Under Colorado law, the legal limit is now 0.08. This means that your BAC or blood alcohol content must not exceed 0.08 grams of alcohol in 100 milliliters of blood (while you are driving). The lesser crime of DWAI (Driving While Ability Impaired) really isn't all that much lesser in the State of Colorado. Those who are convicted of DWAI generally receive sentences that are comparable to those for Diriving Under the Influence. The Colorado state statute for DWAI states that you are guilty of the crime if you are driving while your ability is impaired to the slightest degree. These are the words that the jury will use to determine your guilt or innocence. If you have a B.A.C. of 0.05 or higher, the prosecutor is allowed to argue to the jury that you are presumed to be guilty. A good attorney can effectively rebut that presumption. The case against the accused may consist of one or both of the following: 1) The B.A.C.; or 2) Evidence of impairment. Effective defenses can be made to both, depending on the facts of the case.

What is "blood alcohol content?" How does it affect me? The procedures and testing equipment for determining a driver's Blood Alcohol Content are not perfectly accurate. The machines used in the test commit errors - and the officers giving the test make mistakes in following the test procedure. In addition, foreign substances in the mouth can throw off the results. You are allowed, under the law, to retest your blood or breath test sample. In fact, if a sample is not saved by the officer, and preserved properly, so that you may retest it, the blood alcohol evidence may be thrown out. If the retest shows a result that is significantly different from the original result - even if it is higher - the test may be shown to be scientifically unreliable, and again the evidence may be thrown out. Your B.A.C. is only relevant at the time you are driving. If the test is given to long after you are stopped, the results against you may be inadmissible. In addition, because we do not absorb alcohol into our system immediately, your pattern of drinking on the day in question may cast doubt on the results of your test.

How can evidence of impairment damage my case? Whether you were impaired or not is a very subjective determination made by an officer who is not always objective. I do not remember ever seeing a DUI police report - in hundreds and hundreds of them - that did not include the words: "The subject had blood-shot watery eyes, slurred speech, and slow motor skills." Yet, from our personal experience we know that sometimes intoxicated people have blood-shot watery eyes, and sometimes they don't. The same is true for slurred speech or motor skills. While police officers are doing the much needed duty of keeping our roads safe, once you are accused they will use the language calculated to secure your conviction. The evidence of impairment against you may include:

  • Your performance on the roadside tests or Field Sobriety Tests
  • The officer's observations, such as blood-shot watery eyes
  • Your statements to the officer
  • Observations of your driving
  • Field Sobriety Tests

Field sobriety tests include walking in a straight line, balancing on one foot, reciting the alphabet, and so on. They may also include the "Horizontal Gaze Nystagmus" test, where you are asked to watch the tip of a pen as the officer moves it from side to side. Your performance on the roadside tests is, again, a subjective determination. Police officers are required to perform these tests in specific ways - many times the proper protocol is not followed. This may make the observed results invalid. If there is no observed bad driving, this may tend to disprove the assertion that you "failed" the field sobriety tests.
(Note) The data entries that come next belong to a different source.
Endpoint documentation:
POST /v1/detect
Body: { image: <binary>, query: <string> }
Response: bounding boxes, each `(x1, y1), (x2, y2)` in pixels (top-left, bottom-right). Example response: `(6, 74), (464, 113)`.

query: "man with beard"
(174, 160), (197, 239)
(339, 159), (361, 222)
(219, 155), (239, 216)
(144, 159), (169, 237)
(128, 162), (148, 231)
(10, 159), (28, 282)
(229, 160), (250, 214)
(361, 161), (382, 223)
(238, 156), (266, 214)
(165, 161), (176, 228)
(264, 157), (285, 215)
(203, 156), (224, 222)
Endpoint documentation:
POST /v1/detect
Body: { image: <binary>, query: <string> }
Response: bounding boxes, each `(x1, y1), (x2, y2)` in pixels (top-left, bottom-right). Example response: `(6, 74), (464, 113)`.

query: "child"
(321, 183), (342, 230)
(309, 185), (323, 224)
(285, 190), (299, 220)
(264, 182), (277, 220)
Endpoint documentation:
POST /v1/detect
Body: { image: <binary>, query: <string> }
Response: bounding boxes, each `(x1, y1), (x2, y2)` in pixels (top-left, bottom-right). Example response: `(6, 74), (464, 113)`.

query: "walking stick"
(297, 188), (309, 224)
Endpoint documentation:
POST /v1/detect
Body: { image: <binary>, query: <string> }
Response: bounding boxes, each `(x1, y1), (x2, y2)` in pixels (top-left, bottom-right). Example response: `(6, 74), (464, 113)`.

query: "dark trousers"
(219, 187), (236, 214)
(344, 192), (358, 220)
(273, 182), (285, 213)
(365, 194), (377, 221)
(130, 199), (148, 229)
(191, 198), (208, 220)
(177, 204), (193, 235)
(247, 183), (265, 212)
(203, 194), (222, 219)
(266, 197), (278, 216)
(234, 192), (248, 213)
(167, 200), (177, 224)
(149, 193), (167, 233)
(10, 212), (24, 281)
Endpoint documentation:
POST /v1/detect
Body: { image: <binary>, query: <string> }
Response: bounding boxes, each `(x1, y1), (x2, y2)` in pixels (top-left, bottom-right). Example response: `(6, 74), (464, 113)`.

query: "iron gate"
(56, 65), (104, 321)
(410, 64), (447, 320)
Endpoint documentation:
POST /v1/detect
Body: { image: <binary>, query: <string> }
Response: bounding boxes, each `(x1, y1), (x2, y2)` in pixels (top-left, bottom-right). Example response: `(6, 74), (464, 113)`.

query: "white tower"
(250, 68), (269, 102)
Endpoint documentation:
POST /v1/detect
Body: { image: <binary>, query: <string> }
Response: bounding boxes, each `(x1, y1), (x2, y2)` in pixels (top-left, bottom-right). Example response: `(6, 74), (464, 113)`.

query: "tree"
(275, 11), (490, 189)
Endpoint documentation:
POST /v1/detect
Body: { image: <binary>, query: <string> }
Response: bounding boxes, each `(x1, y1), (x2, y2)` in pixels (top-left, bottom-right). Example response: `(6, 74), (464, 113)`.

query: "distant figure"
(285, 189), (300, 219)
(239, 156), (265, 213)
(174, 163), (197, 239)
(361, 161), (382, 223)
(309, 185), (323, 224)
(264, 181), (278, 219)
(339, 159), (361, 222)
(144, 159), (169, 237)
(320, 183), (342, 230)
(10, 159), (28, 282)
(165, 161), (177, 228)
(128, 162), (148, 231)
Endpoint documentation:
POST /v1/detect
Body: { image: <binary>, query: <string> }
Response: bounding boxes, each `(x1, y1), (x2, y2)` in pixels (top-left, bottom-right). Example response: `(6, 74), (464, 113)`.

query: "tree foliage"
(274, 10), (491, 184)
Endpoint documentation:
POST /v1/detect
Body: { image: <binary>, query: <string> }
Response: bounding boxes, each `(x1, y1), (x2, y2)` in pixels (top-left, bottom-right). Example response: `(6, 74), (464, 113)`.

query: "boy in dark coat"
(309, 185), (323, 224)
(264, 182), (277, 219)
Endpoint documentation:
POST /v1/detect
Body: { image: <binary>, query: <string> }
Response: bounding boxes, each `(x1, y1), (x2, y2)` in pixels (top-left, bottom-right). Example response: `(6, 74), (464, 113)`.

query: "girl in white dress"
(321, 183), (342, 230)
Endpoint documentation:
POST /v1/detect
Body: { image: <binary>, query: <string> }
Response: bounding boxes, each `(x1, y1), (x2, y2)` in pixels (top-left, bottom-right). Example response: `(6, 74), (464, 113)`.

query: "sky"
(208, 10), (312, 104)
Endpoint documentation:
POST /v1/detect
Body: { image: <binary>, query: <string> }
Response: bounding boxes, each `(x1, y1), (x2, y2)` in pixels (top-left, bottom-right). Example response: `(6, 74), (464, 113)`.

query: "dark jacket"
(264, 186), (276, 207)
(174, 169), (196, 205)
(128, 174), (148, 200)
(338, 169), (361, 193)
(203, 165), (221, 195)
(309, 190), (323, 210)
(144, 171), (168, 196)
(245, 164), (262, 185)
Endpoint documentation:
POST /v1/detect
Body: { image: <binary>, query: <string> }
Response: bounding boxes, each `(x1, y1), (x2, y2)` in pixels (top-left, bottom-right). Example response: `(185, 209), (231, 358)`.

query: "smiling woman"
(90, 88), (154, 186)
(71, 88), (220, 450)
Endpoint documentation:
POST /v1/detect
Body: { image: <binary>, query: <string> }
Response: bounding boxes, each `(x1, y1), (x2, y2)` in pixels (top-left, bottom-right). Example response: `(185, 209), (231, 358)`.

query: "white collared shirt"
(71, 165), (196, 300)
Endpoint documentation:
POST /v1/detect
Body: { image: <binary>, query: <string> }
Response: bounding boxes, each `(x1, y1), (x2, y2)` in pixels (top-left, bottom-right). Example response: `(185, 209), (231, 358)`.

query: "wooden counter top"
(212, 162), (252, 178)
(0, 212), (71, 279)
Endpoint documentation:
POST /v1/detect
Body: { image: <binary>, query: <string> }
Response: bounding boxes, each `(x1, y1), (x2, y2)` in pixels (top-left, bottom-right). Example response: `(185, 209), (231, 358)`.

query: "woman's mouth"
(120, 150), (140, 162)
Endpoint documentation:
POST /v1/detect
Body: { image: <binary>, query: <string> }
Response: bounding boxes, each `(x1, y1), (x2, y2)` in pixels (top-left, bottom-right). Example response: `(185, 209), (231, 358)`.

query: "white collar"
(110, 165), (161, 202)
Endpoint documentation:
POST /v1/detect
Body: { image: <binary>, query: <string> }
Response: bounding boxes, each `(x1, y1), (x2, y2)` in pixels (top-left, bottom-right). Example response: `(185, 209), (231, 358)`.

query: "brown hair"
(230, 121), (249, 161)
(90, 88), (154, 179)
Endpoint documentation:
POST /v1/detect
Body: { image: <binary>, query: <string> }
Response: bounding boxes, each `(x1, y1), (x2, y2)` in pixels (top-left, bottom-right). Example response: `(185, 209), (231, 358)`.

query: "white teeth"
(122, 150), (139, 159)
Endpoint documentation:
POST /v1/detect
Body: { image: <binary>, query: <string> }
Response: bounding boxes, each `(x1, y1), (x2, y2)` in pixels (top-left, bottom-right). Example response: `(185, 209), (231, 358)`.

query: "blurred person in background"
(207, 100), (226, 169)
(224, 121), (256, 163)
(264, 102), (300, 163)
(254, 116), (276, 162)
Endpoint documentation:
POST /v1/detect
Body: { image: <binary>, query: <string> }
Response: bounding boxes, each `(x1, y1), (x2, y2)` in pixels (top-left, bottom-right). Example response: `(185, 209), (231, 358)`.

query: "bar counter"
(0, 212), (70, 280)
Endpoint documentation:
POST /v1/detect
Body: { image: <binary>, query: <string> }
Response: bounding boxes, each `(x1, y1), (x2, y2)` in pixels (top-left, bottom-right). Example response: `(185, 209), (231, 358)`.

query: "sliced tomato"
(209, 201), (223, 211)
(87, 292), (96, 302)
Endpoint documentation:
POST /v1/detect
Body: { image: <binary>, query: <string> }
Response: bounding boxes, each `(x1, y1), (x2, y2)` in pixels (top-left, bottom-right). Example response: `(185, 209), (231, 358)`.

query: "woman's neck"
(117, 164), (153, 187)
The penalties for DUI offenses have increased dramatically in recent years. Even firsttime offenders may face mandatory jail time if their Blodd Alcohol Level. is high enough. Second or subsequent convictions can lead to significant jail sentences. If you have been designated a "Habitual Traffic Offender," your DUI may be charged as a felony. (You become a Habitual Traffic Offender by getting three convictions for either DUI or Driving Under Suspension within seven years.)